Downloading data from https://storage.googleapis.com/tensorflow/tf-keras-datasets/imdb.npz


## 2. Pre-Processing

### 2.1. Any data cleaning

In [4]:
word_index = imdb.get_word_index()
inverted_word_index = dict((i, word) for (word, i) in word_index.items())

def decode_sequence(s):
    return " ".join(inverted_word_index.get(i, '<UNK>') for i in s)

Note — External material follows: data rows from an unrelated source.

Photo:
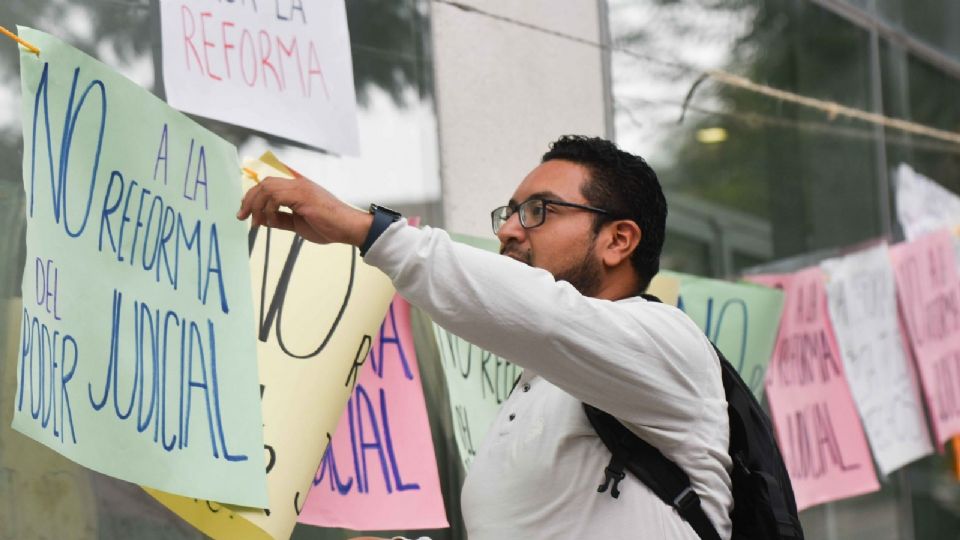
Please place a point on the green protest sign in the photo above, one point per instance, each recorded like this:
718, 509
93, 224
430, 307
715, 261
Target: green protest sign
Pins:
740, 318
478, 381
137, 354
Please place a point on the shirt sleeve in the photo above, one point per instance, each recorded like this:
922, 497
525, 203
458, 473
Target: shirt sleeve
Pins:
643, 362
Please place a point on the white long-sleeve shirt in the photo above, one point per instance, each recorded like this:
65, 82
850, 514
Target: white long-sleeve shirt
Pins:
537, 471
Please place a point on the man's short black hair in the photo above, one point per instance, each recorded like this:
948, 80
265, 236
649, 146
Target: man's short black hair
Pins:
624, 185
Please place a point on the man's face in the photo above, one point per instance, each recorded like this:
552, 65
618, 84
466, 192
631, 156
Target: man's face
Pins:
564, 244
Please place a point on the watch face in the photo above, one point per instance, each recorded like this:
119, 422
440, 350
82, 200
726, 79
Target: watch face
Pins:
377, 208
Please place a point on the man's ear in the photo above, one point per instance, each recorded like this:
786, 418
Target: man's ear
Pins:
621, 239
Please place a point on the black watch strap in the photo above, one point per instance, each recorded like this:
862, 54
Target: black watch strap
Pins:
383, 217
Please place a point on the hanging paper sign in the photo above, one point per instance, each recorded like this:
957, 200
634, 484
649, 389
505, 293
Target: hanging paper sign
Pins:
379, 471
741, 319
280, 67
478, 381
923, 206
929, 291
817, 426
320, 308
862, 300
136, 358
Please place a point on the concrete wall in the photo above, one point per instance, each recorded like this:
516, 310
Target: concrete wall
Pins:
504, 92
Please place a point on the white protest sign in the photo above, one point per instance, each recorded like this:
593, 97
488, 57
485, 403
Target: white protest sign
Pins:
281, 67
923, 205
863, 308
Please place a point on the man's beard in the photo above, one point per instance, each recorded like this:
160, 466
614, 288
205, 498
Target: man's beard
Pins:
585, 275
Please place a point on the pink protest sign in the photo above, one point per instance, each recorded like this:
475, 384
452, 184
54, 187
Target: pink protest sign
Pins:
380, 471
817, 426
929, 292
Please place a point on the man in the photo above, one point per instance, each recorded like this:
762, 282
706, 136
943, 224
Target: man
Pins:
582, 236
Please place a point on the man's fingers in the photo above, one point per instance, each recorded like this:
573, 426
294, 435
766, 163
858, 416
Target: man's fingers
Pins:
283, 220
254, 200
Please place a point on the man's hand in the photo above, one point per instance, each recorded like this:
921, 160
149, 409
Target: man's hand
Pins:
302, 206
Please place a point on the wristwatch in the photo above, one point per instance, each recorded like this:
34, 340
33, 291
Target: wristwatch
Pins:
383, 217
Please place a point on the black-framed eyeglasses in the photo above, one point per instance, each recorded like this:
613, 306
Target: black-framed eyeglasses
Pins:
532, 212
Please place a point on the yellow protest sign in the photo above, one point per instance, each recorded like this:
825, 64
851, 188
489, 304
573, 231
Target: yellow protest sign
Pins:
319, 308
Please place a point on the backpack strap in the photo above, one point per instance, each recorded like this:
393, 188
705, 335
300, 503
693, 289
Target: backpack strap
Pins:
664, 477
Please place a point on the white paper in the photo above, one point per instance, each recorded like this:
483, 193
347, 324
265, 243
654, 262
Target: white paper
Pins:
862, 303
923, 205
281, 67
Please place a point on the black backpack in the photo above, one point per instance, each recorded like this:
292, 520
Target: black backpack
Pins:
763, 502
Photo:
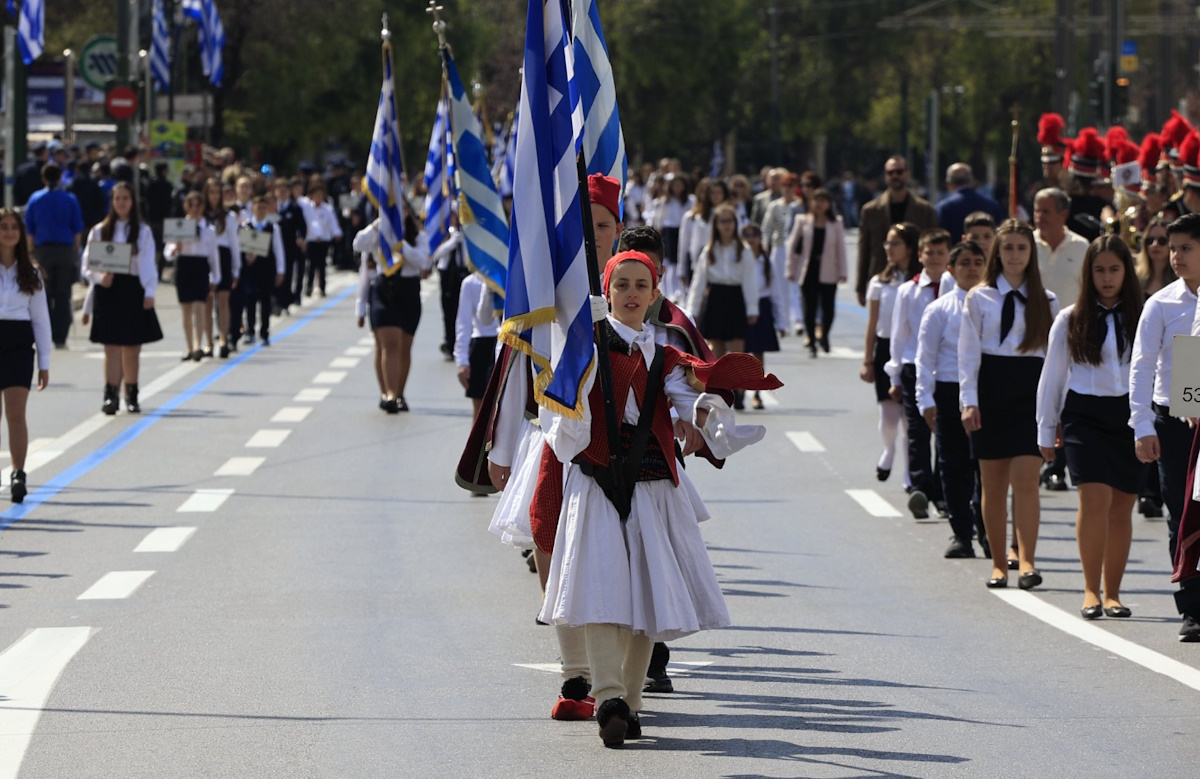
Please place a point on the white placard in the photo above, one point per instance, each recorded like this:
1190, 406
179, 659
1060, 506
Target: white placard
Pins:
107, 257
1186, 376
178, 231
255, 241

train_data = [decode_sequence(i) for i in x_train]
test_data = [decode_sequence(i) for i in x_test]

## 3. Build Models

### 3.1. Uni-Gram

In [6]:
from sklearn.feature_extraction.text import CountVectorizer
from sklearn.naive_bayes import MultinomialNB


unigram = CountVectorizer(ngram_range=(1, 1), stop_words='english')
unigram_train_data = unigram.fit_transform(train_data)
unigram_test_data = unigram.transform(test_data)
nb = MultinomialNB()
nb.fit(unigram_train_data, y_train)
unigram_preds = nb.predict(unigram_test_data)

### 3.2. Bi-Gram


In [7]:
bigram = CountVectorizer(ngram_range=(2, 2), stop_words='english')
bigram_train_data = bigram.fit_transform(train_data)
bigram_test_data = bigram.transform(test_data)
nb.fit(bigram_train_data, y_train)
bigram_preds = nb.predict(bigram_test_data)

### 3.3. Tri-Gram

In [9]:
trigram = CountVectorizer(ngram_range=(3, 3), stop_words='english')
trigram_train_data = trigram.fit_transform(train_data)
trigram_test_data = trigram.transform(test_data)
nb.fit(trigram_train_data, y_train)
trigram_preds = nb.predict(trigram_test_data)

## 4. Evaluate Model

In [10]:
from sklearn.metrics import recall_score, precision_score, f1_score, accuracy_score

metrics = []
for preds in [unigram_preds, bigram_preds, trigram_preds]:
    metric = {'recall': recall_score(y_test, preds), 'precision': precision_score(y_test, preds), 'f1': f1_score(y_test, preds), 'accuracy': accuracy_score(y_test, preds)}
    metrics.append(metric)

print(f'unigram scores: {metrics[0]}')
print(f'bigram scores: {metrics[1]}')
print(f'trigram scores: {metrics[2]}')


unigram scores: {'recall': 0.75792, 'precision': 0.859787639531718, 'f1': 0.8056464985756198, 'accuracy': 0.81716}
bigram scores: {'recall': 0.80376, 'precision': 0.8503597122302158, 'f1': 0.8264034546576188, 'accuracy': 0.83116}
trigram scores: {'recall': 0.68016, 'precision': 0.7476914959106499, 'f1': 0.7123287671232876, 'accuracy': 0.72532}


## Good Luck!